/Project-Two-Amplifire-Github

This is where we are analyzing stuff

Primary LanguageScala

Project 2

Proposal:

Presentations

  • We will be analizing the following questions:
  1. Average age of death from lightning
  2. Manner of death % for each year
  3. Marriage life expectancy throughout the years
  4. How many people died at work while doing non-work activities
  5. Deaths on the job compared to education level
  6. Deaths on the job compared to age
  7. accumulative % of autopsied vs. non-autopsied
  8. How many people died in the month of May while engaged in sports activities
  9. What are the main ways people die while doing vital activities?
  10. What are the main causes of death while resting, sitting, or eating?
  11. What's the impact of education on the life expectancy of an individual?
  12. Deadliest day of the week and deadliest month of the year?
  13. Deadliest day of the year?
  14. what are the main causes of death for infants? (top 5-10ish)

Technologies

  • Apache Spark
  • Spark SQL
  • YARN
  • HDFS and/or S3
  • Scala
  • Git + GitHub

Due Date

  • Presentations will take place on Friday, 19-Nov-2021.

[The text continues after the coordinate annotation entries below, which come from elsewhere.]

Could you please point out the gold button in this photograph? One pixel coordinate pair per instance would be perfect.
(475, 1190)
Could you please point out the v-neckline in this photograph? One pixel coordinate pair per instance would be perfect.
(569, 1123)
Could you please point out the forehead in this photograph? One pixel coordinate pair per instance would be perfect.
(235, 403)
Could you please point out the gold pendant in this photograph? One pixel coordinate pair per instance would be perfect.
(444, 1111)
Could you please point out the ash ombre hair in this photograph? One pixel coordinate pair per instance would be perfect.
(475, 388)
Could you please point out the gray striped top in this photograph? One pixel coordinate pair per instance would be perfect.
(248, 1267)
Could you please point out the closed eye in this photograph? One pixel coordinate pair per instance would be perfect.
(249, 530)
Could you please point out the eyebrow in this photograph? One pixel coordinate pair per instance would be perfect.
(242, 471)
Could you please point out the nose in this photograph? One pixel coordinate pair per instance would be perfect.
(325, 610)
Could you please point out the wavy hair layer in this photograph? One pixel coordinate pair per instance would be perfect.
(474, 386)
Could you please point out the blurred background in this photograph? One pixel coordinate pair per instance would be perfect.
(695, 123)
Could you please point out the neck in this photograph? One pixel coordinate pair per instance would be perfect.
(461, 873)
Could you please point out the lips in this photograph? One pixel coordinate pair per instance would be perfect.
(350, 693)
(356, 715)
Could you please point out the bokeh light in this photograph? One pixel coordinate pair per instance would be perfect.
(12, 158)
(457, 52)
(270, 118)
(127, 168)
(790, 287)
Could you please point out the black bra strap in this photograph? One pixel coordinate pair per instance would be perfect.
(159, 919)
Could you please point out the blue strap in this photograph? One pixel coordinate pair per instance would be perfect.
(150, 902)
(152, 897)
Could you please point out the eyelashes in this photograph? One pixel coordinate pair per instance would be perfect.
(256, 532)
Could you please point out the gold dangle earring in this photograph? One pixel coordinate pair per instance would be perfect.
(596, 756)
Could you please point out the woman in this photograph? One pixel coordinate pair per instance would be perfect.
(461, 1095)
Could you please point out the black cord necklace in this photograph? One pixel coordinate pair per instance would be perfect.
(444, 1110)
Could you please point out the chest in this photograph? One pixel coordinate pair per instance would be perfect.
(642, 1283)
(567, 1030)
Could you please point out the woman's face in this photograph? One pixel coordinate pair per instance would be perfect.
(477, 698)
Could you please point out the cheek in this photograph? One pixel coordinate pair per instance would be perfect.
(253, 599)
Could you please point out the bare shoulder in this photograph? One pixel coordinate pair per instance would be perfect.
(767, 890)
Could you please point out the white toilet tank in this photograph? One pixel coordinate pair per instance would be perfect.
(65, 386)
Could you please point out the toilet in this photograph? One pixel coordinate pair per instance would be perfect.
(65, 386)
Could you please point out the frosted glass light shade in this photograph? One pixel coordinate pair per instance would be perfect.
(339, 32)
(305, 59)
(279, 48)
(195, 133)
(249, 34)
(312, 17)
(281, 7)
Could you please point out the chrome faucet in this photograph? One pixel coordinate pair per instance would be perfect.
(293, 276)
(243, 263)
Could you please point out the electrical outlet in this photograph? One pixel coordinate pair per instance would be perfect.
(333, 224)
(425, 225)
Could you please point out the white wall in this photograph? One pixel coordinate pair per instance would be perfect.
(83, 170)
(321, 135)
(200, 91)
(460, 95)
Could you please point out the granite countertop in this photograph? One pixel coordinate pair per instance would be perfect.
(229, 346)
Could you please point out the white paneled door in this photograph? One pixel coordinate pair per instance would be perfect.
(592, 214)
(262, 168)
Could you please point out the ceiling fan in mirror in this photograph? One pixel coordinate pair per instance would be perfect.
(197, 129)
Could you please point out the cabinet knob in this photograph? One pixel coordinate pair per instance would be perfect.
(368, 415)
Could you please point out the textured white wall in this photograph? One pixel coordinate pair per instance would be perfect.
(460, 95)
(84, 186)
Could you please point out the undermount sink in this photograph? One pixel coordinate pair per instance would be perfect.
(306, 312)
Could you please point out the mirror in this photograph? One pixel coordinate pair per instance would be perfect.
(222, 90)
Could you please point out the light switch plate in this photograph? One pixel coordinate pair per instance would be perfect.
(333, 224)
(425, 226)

Instructions for Using the Tool

As previously stated, data is collected in the form of CSV files from https://www.kaggle.com/cdc/mortality.

Download the individual CSV files by year, and upload each CSV file to /home/maria_dev. Then, add the file name to a separate CSV file called "csvFileList.csv", and add a return ("\n") at the end. This serves as the delimiter. Upload this specific file to /home/maria_dev.